Acknowledging these triggers is the first step to working through them.
Try to have patience and take the relationship step by step
Recognise that for your partner, relationships can feel frightening. Over time they may have learned to be self-reliant to the extreme.
It’s not that they don’t love you. It just may be more difficult for them to get their loving messages across than it would be for someone who finds connecting emotionally more natural.
And trust doesn’t always come easy either. So try to be patient with them. Think about small ways that can help you build trust together over time, like being consistent with your words and actions.
Validate their need for independence by focusing on your own life and hobbies outside of the relationship
When you fall in love, it can be easy to slip into a relationship and let friends, hobbies, and other priorities fall by the wayside, but it’s never a bad time to reflect on your own life and how you can improve it. Plus, by focusing energy on yourself, you give your partner the space they need.
Set boundaries and make your needs and feelings clear
You hear it all the time, and that’s because it’s true– communication is important. Your partner can’t read your mind, and subtle hints aren’t usually enough to get your point across. If, after reflecting, you’ve determined that the way your partner is behaving is making you feel bad, it’s important to tell them clearly and honestly.
When you go to them with your needs, have a clear idea of the positive need you want to be met in mind. Do you want them to tell you they love you more? That’s a reasonable request! If you have a complaint, try to match that with a positive need that would address it. That way, they have some direction.
If all else fails, seek therapy
Therapy can be a very helpful tool, especially when it comes to emotional avoidance.
If your partner isn’t willing to work on the things that they do that contribute to your relationship problems, then it may be time to say goodbye. At the end of the day, it takes two to tango.
The truth is, your partner may be doing the best they can in the relationship, and sometimes that’s not good enough.

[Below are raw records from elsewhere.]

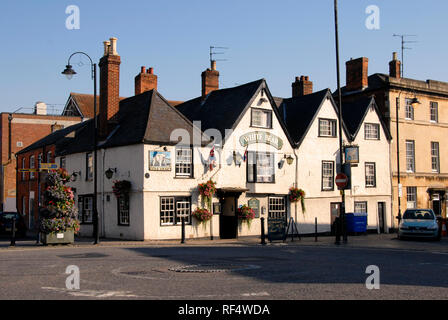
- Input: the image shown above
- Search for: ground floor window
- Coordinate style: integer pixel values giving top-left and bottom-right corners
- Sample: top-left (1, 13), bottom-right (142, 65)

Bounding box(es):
top-left (160, 197), bottom-right (191, 226)
top-left (117, 194), bottom-right (130, 226)
top-left (269, 197), bottom-right (286, 219)
top-left (355, 201), bottom-right (367, 213)
top-left (78, 195), bottom-right (93, 224)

If you’ve made an effort to express your needs clearly time and time again, and nothing has changed, then it may be time to grieve the relationship and find someone who is better suited to you and your needs.
Remember that growth and change are possible in almost all relationships as long as both partners are willing to make those changes and put forth an effort. If remaining together and working on your relationship is a priority for both of you, then avoidant behaviour is something you can overcome together!
Sources:
-Tu E, Maxwell J, et. al. (2022) Is my attachment style showing? Perceptions of a date’s attachment anxiety and avoidance and dating interest during a speed-dating event. Journal of Research in Personality.
-Simpson, J. A.(1990). Influence of attachment styles on romantic relationships. Journal of Personality and Social Psychology.